On September 16, Honduran President Juan Orlando Hernandez inaugurated the first course to train members of the army reserve to serve as prison guards, reported Proceso Digital. According to Colonel Francisco Galvez Granados, the Director of Honduras’ Penitentiary Institute, the use of army reserve soldiers as prison guards is aimed at improving security in the country’s prisons.
“What has happened in Honduras is that the penitentiary centers have been converted into crime schools and this cannot go on,” President Hernandez reportedly told the trainees.
Meanwhile, the Commissioner of the Penitentiary Institute has stated that the country’s prisons have received 1,500 additional inmates so far in 2014, bringing the total number up to 14,500, reported Tiempo. In a prison system designed for 8,000 inmates, this means the detention centers are at almost double their capacity.
Honduras’ prison system suffers from high levels of overpopulation and violence, with security often controlled by inmate bosses, known as “bulls,” who charge taxes and impose punishments on other prisoners. This dangerous combination of factors has fueled numerous deadly incidents in the past few years, including a 2012 riot in a San Pedro Sula prison that led to the deaths of at least 13 inmates.
Rather than keeping criminals from harming society, Honduras’ prisons serve as centers for criminal activity. One prison official estimated earlier this year that the country’s prisoners generate around $180 million a year from drug trafficking, extortion, and bank robberies coordinated via cell phones.
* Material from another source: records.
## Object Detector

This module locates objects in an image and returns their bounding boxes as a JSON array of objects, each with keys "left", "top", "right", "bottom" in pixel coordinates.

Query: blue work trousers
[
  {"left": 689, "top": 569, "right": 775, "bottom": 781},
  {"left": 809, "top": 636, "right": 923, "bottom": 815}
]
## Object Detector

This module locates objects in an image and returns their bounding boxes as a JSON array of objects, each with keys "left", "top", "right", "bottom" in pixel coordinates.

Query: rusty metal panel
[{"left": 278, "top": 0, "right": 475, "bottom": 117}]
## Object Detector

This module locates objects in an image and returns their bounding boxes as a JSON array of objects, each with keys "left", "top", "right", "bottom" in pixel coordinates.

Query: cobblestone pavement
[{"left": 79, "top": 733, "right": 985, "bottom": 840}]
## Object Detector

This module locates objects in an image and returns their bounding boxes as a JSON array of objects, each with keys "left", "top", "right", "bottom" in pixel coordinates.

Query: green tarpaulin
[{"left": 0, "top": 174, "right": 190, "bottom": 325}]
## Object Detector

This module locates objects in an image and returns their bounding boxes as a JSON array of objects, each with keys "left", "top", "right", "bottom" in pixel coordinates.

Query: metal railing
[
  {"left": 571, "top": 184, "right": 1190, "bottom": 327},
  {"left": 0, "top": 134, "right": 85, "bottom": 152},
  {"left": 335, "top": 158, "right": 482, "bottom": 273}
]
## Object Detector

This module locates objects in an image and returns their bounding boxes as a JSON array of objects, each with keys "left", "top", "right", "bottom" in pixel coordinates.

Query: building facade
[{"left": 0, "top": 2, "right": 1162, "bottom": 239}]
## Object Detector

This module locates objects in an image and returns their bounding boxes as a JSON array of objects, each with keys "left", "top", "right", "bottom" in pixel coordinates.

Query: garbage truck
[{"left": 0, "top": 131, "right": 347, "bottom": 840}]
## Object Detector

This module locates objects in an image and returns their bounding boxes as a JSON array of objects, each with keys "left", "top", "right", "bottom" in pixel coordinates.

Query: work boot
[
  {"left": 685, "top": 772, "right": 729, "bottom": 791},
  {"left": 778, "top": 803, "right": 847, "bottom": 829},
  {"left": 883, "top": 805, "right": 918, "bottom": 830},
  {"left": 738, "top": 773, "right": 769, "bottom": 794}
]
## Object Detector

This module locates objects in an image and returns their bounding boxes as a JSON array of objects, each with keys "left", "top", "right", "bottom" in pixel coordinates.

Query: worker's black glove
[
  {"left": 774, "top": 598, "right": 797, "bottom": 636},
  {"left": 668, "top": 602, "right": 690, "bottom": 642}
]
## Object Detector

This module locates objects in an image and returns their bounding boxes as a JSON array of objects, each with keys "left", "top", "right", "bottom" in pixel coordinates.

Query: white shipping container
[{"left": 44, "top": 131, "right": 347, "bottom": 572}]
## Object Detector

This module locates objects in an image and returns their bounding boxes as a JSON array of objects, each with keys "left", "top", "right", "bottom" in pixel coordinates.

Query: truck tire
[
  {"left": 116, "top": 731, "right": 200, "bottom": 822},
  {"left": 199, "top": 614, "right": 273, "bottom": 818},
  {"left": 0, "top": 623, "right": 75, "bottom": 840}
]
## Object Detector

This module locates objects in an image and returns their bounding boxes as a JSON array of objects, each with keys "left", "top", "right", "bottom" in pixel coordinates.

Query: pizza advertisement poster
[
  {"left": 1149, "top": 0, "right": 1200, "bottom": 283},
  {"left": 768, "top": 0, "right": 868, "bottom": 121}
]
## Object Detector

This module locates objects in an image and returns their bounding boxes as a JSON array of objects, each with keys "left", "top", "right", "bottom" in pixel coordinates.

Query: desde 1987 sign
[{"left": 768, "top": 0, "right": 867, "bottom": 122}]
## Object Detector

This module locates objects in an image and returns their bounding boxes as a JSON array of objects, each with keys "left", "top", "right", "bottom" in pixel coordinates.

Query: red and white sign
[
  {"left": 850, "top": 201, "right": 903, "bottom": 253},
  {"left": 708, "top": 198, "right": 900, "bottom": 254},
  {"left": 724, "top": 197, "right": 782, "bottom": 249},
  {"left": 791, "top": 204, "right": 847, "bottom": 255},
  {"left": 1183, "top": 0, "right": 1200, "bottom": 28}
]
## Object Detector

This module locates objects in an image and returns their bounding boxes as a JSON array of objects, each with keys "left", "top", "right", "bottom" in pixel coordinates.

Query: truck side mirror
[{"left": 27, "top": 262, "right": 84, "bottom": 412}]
While employing army reserves as prison guards may help wrest control of the country’s detention centers from inmates, it will do little to solve the problems that stem from overcrowding. Militarizing the prisons also raises human rights concerns over the potential use of military tactics against inmates.
This is not the first time Honduras has turned to the military to tackle citizen security issues. Last year, Honduras created a military police force in the face of a national security crisis. Following a shootout in August 2013 in a prison outside Tegucigalpa, military personnel were deployed to take control of that prison and detention centers in San Pedro Sula for a 90-day period.